Kisah ini bermula sejak masa kedatangan Jepang ke Indonesia pada tahun 1942. Seperti kita ketahui, tatkala Jepang menguasai Indonesia, kebijakan yang dikeluarkan oleh pemerintahan militer kala itu tentu lebih memprioritaskan kepentingan perang. Khususnya kepada kepentingan militer Jepang dalam Perang Asia Timur Raya.
Tidak ada toloransi bagi perkembangan politik atau organisasi yang sempat terbangun pada masa kolonial Belanda. Semua harus sesuai dengan kebijakan politik Jepang yang otoriter dan militeristik. Bagi siapapun yang berani melanggar, maka ia akan dihadapkan dengan hukuman yang setara dengan kejahatan perang.
Baik dalam kebijakan politik, sosial, budaya, ataupun ekonomi, semua diatur dan diawasi secara ketat oleh Kempetai (polisi rahasia Jepang) kala itu. Bahkan para tokoh Republik hampir semuanya ditangkapi, walau diantara mereka yang memiliki kharisma tinggi, akan diajak bekerjasama.
Seperti halnya Bung Karno, Bung Hatta, K.H. Mas Mansyur, Ki Hajar Dewantara, dan bahkan Susuhunan Sri Sultan Hamengkubuwono IX.
Medio 1942-1943 adalah masa-masa paling berat yang dialami rakyat Indonesia. Hasil bumi semua diserahkan kepada Jepang. Tinggal sisa rakyat yang makan seadanya dengan pakaian pun terbuat dari karung goni. Belum lagi kebijakan kerja paksa.
Sultan Hamengkubuwono IX yang kala itu menjabat sebagai Raja Jogjakarta, melihat kerja paksa sudah tidak mungkin lagi dijalankan.
Kiranya demikian kisahnya mengenai siasat jitu Sultan dalam menghadapi kebijakan Jepang ini...
Telah disinggung di awal, bahwa kedatangan Jepang faktanya memberikan dampak yang begitu buruk bagi rakyat Indonesia, puncaknya di tahun 1943. Kebijakan yang paling menyengsarakan kala itu adalah Romusha.

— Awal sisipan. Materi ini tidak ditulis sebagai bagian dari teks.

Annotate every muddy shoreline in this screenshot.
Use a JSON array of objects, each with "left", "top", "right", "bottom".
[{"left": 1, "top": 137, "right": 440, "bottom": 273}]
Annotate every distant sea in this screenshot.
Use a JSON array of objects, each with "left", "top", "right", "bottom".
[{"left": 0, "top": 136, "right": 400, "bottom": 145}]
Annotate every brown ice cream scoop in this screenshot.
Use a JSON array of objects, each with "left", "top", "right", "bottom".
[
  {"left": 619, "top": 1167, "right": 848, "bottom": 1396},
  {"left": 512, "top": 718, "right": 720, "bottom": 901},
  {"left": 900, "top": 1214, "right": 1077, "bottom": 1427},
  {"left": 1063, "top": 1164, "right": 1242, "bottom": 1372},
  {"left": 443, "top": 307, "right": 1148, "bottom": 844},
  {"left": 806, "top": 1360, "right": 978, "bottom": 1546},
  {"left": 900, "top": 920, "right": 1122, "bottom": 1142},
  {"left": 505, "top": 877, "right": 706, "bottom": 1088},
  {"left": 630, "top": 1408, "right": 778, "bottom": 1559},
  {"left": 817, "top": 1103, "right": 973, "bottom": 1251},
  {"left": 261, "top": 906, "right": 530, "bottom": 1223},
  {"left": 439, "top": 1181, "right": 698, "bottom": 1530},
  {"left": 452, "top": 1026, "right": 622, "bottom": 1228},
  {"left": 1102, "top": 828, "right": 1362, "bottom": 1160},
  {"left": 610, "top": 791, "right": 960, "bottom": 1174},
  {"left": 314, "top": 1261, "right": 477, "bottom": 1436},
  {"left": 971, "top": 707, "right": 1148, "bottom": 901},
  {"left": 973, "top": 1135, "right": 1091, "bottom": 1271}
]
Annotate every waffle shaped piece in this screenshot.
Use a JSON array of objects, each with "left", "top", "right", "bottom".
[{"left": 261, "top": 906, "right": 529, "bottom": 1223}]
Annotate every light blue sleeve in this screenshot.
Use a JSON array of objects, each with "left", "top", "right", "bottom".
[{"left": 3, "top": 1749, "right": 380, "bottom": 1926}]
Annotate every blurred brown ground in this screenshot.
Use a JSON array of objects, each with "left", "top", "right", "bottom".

Dimana rakyat Indonesia dipaksa menjadi pekerja kasar untuk membangun berbagai fasilitas perang Jepang.
Baik dalam kepentingan militer ataupun pemerintahan. Tetapi yang paling fatal adalah pengiriman para Romusha tersebut ke wilayah luar Indonesia, seperti di Burma atau Malaya. Banyak diantara mereka yang tidak kembali, karena meninggal dunia ataupun terlantar pasca Perang Dunia II berakhir.
Pun di Jogjakarta, walaupun Jepang telah memilih bekerjasama dengan Susuhunan Sri Sultan Hamengkubuwono IX, faktanya hal itu hanya sebatas kamuflase agar rakyat Jogjakarta tidak melawan. Tujuannya tentu saja terus memberi dukungan kepada Jepang, karena Sri Sultan sebagai Raja telah dianggap mau bekerjasama.